Schüler erforschen Geschichte von KZ-Außenlager Retzow

An der Mecklenburgischen Seenplatte haben Schüler und Historiker die Geschichte eines Außenlagers des KZ Ravensbrück neu erforscht. Wie der Projektträger RAA-MV am Dienstag in Waren mitteilte, handelt es sich um das Außenlager Retzow bei Rechlin. Dort waren von 1943 und 1945 Hunderte Männer und Frauen als KZ-Häftlinge zur Zwangsarbeit eingesperrt. Die Ergebnisse flossen in die Neugestaltung der Gedenkstätte in Retzow und in umfassende Unterrichtsmaterialien für Schulen ein.

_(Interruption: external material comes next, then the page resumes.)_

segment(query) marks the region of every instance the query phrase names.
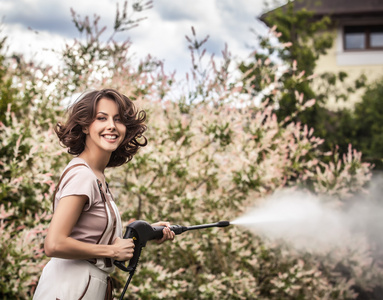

Auch zwei Filme entstanden, in denen auch eine ungarische Jüdin als eine der letzten Überlebenden aus Retzow porträtiert wurde, wie Projektleiterin Constanze Jaiser sagte.

Ein Klassenraum

© dpa

Ein leerer Klassenraum.

In Retzow waren während des Zweiten Weltkrieges erst Zwangsarbeiter und ab 1943 KZ-Häftlinge in Baracken eingesperrt. Sie arbeiteten in einer großen Lufwaffenerprobungsstelle südlich der Müritz. Mitte 1944 wurden die Männer in den Harz abgezogen, dann kamen Frauen aus dem KZ Ravensbrück. «Es sollen bis zu 3000 Frauen dort gewesen sein, was viele nicht überlebten», erklärte Jaiser. Es habe mehrere Massengräber gegeben.
Mit den Unterrichtsmaterial wolle man Lehrkräften Mut machen, sich mit Schülern selbst auf eine spannende Spurensuche zu machen. Die neu gestaltete Gedenkstätte markiert unter anderem die Fundamente der Häftlings- und SS-Baracken. Eine Freiluftausstellung zeigt Ergebnisse der Forschung. In der Mitte steht eine Stele, auf der etwa 500 Namen inhaftierter Frauen eingraviert sind. Hier sollen weitere Namen hinzukommen, da eine Liste mit Namen von 800 Häftlingen gefunden wurde. Die ursprüngliche Gedenkstätte war über die Wendezeit hinweg verfallen.